No will What happens to small stuff?

Discussion in 'Off-topic' started by xls177, Feb 3, 2017.

  1. xls177

    xls177 Member

    When you die but don't have a will or items are not listed in the will.

    What happens to the personal stuff like clothes, tools, guns?
    doesn't the law say it has to be divided?
    Says that spouse gets 1/3 kids get 2/3 of the stuff.

    Does that mean if my dad passes the kids get 2/3 of personal items ?
  2. Casual User

    Casual User Member

    One of the lawyers will probably chip in here, but when my Dad passed away Mom was in charge of distributing his personal items.

  3. DonT

    DonT Deplorable bitter clinger.

    I'm not a lawyer, and the lawyers here will opine. My experience was the same as above, when my dad passed (he had a will), everything passed to my mom. She took care of his guns and personal items, I ended up with his guns. The big things are what had to pass via probate, to my mom, especially the house and vehicles. The stuff that was not in my dad's name, were in control of my mom, and she distributed or kept items as she saw fit. Also, property such as checking accounts, had a designated beneficiary and passed to my mom outside of the will.

    If no will: The items, like guns and clothing and personal items, that are not in anyone's name legally, are pretty much going to be in control of whoever is next of kin and in control of those items. But I'm not sure, legally, how those "small" items will be distributed.

    Do not die intestate (without a will). The state gets to decide who gets what. Some interesting info via, lots of info like this on websites if you google it.
    Last edited: Feb 3, 2017
  4. gunsmoker

    gunsmoker Lawyer and Gun Activist

    Georgia law requires the executor to take an accounting and inventory of all the items in the estate, right?
    So is there a dollar limit on this?
    Should there be? (What if the dollar limit had a collection of 1000 original 1984 Cabbage Patch dolls, and the value of any one was less than the minimum reporting amount? )
    I think the law, and the Probate Court, expect us to use common sense here.
    The Court doesn't want you to account for every #2 pencil in the desk drawer, or count the rolls of toilet paper in the bathroom closet.
    Just handle it.
    BUT, ON THE OTHER HAND, if Cousin Lou comes over as soon as Grandpa is dead and, without any authority, takes a bunch of small stuff from the house, technically that would be theft and he could be arrested. The executor stands in the place of the deceased, and controls access to the property until it's distributed.
  5. Malum Prohibitum

    Malum Prohibitum Moderator Staff Member

    If all there is to pass on is "small stuff," and the spouse is living, then she can claim it all by requesting an order for a year's support. A widow's request for a year's support is preferred even to creditor's claims (except mortgages) on the estate. This request for a years support may even override a will in which she is disinherited and may allow her to avoid a year of property taxes.

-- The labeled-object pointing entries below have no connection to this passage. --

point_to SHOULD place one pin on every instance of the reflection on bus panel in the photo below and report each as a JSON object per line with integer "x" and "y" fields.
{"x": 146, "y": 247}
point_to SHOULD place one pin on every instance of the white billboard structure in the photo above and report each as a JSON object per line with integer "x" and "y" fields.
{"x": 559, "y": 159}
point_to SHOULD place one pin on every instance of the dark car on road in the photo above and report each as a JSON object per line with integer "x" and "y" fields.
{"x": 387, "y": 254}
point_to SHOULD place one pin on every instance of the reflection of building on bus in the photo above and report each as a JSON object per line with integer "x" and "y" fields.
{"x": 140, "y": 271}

    So, yeah, typically the kids get a share (even the small stuff), but the widow is entitled to a year's support even if that cuts off a lot of otherwise valid claims.
  6. a_springfield

    a_springfield Well-Known Member

    A little side track. What happens if the son is specifically named and gets a few things and the spouse (if survived by 30 days or daughter) gets the rest.

    The son is from a previous marriage and the daughter is from both
  7. Nemo

    Nemo Man of Myth and Legend


    Both as in deceased and current spouse or both as in current and prior spouse?

  8. a_springfield

    a_springfield Well-Known Member

    Both as in dad passes mom survives, half brother (dads kid) from previous marriage.
  9. Scout706

    Scout706 Well-Known Member

    Second marriage. Four kids, two each, all adult. both mine are West Coast. God forbid something happens to us both at once, I worry about one of her kids cleaning us out before one of mine gets here.